Mediziner gegen Labour
Von Dieter Reinisch
Höhere Löhne könne er ihnen nicht anbieten, aber vielleicht ihnen günstigere Mahlzeiten im Dienst ermöglichen, bot der britische Gesundheitsminister Wes Streeting den Assistenzärzten über die Medien bekannt, kurz bevor sie am Freitag morgen ihre Arbeit niederlegten. Zu spät und zuwenig und vielleicht auch gar nicht ernstgemeint war der Vorstoß von Streeting.
Die British Medical Association (BMA) gab sich jedenfalls unbeeindruckt: Mit einem deutlichen Streikmandat ausgerüstet traten die Assistenzärte in ganz England mit Beginn der Frühschicht in einen fünftägigen Ausstand, der bis Mittwoch andauern soll. Sie fordern ein kräftiges Lohnplus, das den Reallohnverlust, der seit 2008 entstanden ist, ausgleichen soll. Doch Streeting und die Labour-Regierung wollen, wie bereits die konservative Vorgängerregierung, von Reallohnerhöhungen nichts wissen und greifen statt dessen die Ärztegewerkschaft BMA öffentlich an.
Im Streikaufruf, der auf der BMA-Homepage veröffentlicht wurde, heißt es: »Wir bitten alle Assistenzärzte, keine Schicht anzutreten, die nach 6.59 Uhr am Freitag, dem 25. Juli, beginnt oder vor 6.59 Uhr am Mittwoch, dem 30. Juli.« Die beiden Kovorsitzenden der BMA, Melissa Ryan und Ross Nieuwoudt erklärten gegenüber Doctor Magazine nach der Bekanntgabe der Streiktage, dass Ärzte in England trotz der Gehaltsanpassungen der letzten Jahre immer noch weniger Reallohn erhielten als 2008: Die Ärzte haben sich klar und deutlich geäußert: Sie werden nicht akzeptieren, dass sie weniger wert sind als damals.

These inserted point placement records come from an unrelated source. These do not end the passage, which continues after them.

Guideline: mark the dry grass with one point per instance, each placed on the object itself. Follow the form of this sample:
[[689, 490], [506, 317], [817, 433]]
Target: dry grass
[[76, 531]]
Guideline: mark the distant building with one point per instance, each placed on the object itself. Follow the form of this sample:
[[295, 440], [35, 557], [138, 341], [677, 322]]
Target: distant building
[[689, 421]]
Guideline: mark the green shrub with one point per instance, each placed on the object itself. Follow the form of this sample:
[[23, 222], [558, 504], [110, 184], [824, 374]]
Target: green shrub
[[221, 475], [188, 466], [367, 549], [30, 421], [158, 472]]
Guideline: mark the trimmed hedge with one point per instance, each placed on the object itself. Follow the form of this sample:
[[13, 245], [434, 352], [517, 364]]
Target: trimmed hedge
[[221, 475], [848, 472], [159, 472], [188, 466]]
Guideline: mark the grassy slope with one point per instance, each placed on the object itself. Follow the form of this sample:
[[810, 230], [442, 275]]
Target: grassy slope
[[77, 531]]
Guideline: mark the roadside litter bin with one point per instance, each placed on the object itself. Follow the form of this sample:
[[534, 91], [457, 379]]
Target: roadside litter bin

Der Reallohn im Gesundheitswesen NHS ist seit 2008 stetig gefallen, besonders stark aber seit den Jahren der Pandemie und der darauffolgenden Teuerungskrise in Großbritannien, die die Inflation teilweise auf 15 Prozent trieb. Nicht nur BMA, auch andere NHS-Gruppen und Gewerkschaften traten ab 2022 in Arbeitskämpfe ein. Auch heute liegt das Lohnniveau laut dem nationalen Statistikamt immer noch 23 Prozent unter dem vor 17 Jahren. Das Angebot der Regierung würde es auch 2026 nur marginal verbessern – auf ein Minus von 21 Prozent gegenüber 2008. Das ist den mittlerweile streikerfahrenen Assistenzärzten zuwenig: Elf mehrtägige bis teilweise wochenlange Arbeitsniederlegungen hatte es in England gegeben, bis sich BMA mit der Labour-Regierung im September 2024 auf einen Lohnabschluss einigen konnte: »Doch die Einigung mit der Regierung war nur der erste Schritt«, gab BMA in einer Aussendung Mitte Juli 2025 bekannt.
Wie andere Gewerkschaften hatte BMA Hoffnungen auf Labour gesetzt, dass endlich Schluss wäre mit den Arbeitskämpfen, die jahrelang gegen die konservative Regierung geführt wurden und zu der größten Streikwelle des Landes seit den 1980er Jahren führten – doch bislang wurden sie enttäuscht. Statt auf die Forderungen einzugehen, greift Streeting die BMA an. In einem am Freitag veröffentlichten Kommentar in der Tageszeitung The Guardian wirft er BMA vor, die Vereinigung untergrabe »die gesamte Gewerkschaftsbewegung«, indem sie ihren Streik fortsetzt. Er schrieb: »Keine Gewerkschaft in der britischen Geschichte hat erreicht, dass ihre Mitglieder eine so hohe Gehaltserhöhung erhalten haben, nur um sofort mit Streiks zu reagieren.«
Wie dramatisch die Lage für die Regierung ist, zeigt, dass sich selbst der Premierminister in den Disput einschaltete: In einem Artikel in der Tageszeitung The Times forderte Keir Starmer am Donnerstag die Assistenzärzte auf, ihrer Gewerkschaft nicht auf den »schädlichen Weg« eines Streiks zu folgen. Der Labour-Chef verlangte von ihnen Streikbruch und Austritt aus der Gewerkschaft. Es besteht die Gefahr, dass sich die Kämpfe abermals auf das ganze NHS ausweiten: Die Pflegegewerkschaft RCN und die Gewerkschaft Unison lassen bereits über Streiks abstimmen. Das plant nun auch die Gewerkschaft GMB: Sie will die Mitglieder beim Sicherheits- und Reinigungspersonal in Spitälern über Kampfmaßnahmen befragen.